I went to the Festival de Poesia de la Mediterrània last night, in Palma’s Teatre Principal. Thirteen poets recited some of their work there, plus Biel Mesquida, the organizer, himself also a poet and writer. If I counted correctly, there were ten languages spoken on stage: Mallorquín, Catalan, Castellano, Gallego, Maltese, English, Italian, Slovenian, Danish and Esperanto. Each and every one of these idioms is beautiful and valuable, is warm, human and dignified. The almost exclusively Mallorcan audience had no problem relating to any of the poets whatever their particular language.

If we don’t value people (and their culture, their souls, their dignity and their language) then there is no point in attaching values to the rare  Robust Orchid (Orchis robusta) or the Red Kite (Milvus milvus), or indeed any plant or any animal. In fact there would be no point, fullstop.

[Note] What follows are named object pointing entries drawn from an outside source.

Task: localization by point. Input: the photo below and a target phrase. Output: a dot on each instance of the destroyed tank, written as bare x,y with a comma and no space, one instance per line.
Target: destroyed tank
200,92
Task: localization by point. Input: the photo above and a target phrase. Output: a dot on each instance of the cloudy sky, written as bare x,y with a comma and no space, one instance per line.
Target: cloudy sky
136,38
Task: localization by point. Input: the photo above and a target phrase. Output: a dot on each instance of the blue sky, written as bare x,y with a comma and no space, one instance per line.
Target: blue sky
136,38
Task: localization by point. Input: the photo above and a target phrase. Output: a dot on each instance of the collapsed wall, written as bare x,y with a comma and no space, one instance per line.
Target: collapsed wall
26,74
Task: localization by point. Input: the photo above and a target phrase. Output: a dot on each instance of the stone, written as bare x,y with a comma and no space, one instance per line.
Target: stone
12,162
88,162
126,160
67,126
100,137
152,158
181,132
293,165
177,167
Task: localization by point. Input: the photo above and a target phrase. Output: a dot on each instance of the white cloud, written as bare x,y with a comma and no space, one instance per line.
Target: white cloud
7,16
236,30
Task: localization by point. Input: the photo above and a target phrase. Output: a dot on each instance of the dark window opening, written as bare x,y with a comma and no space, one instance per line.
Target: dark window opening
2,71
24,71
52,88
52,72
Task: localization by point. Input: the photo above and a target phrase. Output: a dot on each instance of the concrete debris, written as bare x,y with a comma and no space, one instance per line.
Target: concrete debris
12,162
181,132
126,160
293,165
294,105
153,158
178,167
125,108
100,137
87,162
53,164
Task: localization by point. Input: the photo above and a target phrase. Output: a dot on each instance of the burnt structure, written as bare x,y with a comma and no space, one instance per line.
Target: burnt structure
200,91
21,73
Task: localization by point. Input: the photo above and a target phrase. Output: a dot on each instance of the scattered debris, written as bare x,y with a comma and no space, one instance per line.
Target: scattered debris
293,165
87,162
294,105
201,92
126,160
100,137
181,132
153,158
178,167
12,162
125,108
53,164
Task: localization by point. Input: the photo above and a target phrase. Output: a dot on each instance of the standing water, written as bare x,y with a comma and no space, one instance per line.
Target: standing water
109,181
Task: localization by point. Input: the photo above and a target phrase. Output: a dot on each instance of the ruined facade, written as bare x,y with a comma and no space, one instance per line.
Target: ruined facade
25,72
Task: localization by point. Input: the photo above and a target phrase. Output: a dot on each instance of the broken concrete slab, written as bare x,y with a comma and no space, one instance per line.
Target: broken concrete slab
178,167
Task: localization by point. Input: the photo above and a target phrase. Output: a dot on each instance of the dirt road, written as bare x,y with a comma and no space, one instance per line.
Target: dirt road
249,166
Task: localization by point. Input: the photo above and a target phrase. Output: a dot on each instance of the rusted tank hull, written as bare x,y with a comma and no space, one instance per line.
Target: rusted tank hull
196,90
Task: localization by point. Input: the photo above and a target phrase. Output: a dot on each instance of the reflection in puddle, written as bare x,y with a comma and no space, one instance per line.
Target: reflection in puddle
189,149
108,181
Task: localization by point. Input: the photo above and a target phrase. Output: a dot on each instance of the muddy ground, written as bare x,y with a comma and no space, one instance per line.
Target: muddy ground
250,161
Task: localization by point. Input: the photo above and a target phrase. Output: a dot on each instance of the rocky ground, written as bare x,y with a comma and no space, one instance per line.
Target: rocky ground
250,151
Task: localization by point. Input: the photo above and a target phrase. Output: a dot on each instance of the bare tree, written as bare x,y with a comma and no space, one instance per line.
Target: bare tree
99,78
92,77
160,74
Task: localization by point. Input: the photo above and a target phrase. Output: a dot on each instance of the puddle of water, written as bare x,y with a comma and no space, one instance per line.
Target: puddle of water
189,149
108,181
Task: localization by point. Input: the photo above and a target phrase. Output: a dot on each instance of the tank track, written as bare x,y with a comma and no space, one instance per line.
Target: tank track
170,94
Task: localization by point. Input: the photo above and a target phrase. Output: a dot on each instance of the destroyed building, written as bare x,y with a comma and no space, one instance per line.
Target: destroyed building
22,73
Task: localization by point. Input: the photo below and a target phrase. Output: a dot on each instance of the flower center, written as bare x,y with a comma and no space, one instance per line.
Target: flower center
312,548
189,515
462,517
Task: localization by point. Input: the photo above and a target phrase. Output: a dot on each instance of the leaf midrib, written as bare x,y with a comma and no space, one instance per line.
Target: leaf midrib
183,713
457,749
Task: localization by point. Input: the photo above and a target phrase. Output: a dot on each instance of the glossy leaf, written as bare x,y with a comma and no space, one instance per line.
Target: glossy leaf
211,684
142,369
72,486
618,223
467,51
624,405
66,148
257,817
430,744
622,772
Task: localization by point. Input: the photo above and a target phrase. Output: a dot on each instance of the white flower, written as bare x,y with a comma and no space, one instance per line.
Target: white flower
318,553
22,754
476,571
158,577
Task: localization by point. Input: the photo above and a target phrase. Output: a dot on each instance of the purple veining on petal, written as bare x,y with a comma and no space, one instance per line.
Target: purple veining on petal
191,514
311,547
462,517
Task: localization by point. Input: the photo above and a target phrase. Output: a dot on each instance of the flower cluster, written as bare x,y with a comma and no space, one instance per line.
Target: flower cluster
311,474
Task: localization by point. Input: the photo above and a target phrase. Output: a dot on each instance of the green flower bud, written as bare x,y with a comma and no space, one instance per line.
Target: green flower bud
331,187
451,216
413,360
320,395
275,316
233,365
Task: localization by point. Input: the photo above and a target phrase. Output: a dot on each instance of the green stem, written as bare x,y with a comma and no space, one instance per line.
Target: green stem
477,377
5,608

The photo was taken in Felanitx, Mallorca, Baleares, Spain. The date: March 22nd, 2009. The time was 12:26:31.

8 replies »

  1. What a great post about the language! I find difficult to understand Mallorquín and have only a few word to speak. (Bon dia, bona tarda, bona nit, perdoni, quant es.) The problem is; when you say something in Mallorquin people think you speak the language. And I don’t even speak more then a few sentences of Castellano. But I understand a lot more. I think language is interesting, but difficult to learn.

    Have a nice weekend!

  2. Beautifully said. I did not visit Mallorca long enough to observe language subtleties. However, I’m now living in Hawaii where the people have so many of the same issues of which you speak. The native language was driven underground and an alien culture superimposed on what was already there, then everything was mixed up with the arrival of more and more foreigners, the languages and cultures of many of them also marginalized. It’s made for a very fraught identity nowadays.

  3. So you have been living there for 22 years and yet have not realized that Catalan and Mallorcan is the. same language?.

    • If only things were as simple as you make it out to be, Albert, there would be no need for the Diccionario Alcover Moll to be published in 10 volumes, the Diccionari català-valencià-balear. There are hundreds of words spoken in Mallorca which are unknown in Catalan, and hundreds of words spoken in Catalan which do not exist in Mallorquin. You might argue that the language spoken in the Illes Balears or in Valencia are mere dialects of Catalan, and throw in the Occitan vernacular for good measure. I happen to disagree but then I am not on a colonialist trip. May I point out that Catalan was considered a dialect of Spanish (Castilian) in 1939; surely even you must agree that this is an uneducated statement. But everybody is entitled to their own opinion.

    • Not true. Although the grammar is very similar, there are very many words, – includind yhe word “speak” for example, that are entirely different. The same thing applies to Eivissa by the way.

  4. Excellent post and point well made by Mallorcaphotoblog. It seems clear to me that the biggest threat to the continued existence of Mallorquín at the current time is not Castellano but Catalan ….

  5. A small comment…
    Mallorca was all up for Franco from day one of the Civil War. Very much different from Formentera and Menorca… Só in a way the castellano loving dictator was here on invitation. I will start to learn mallorquin myself now to show some respect, but the history can’t be changed.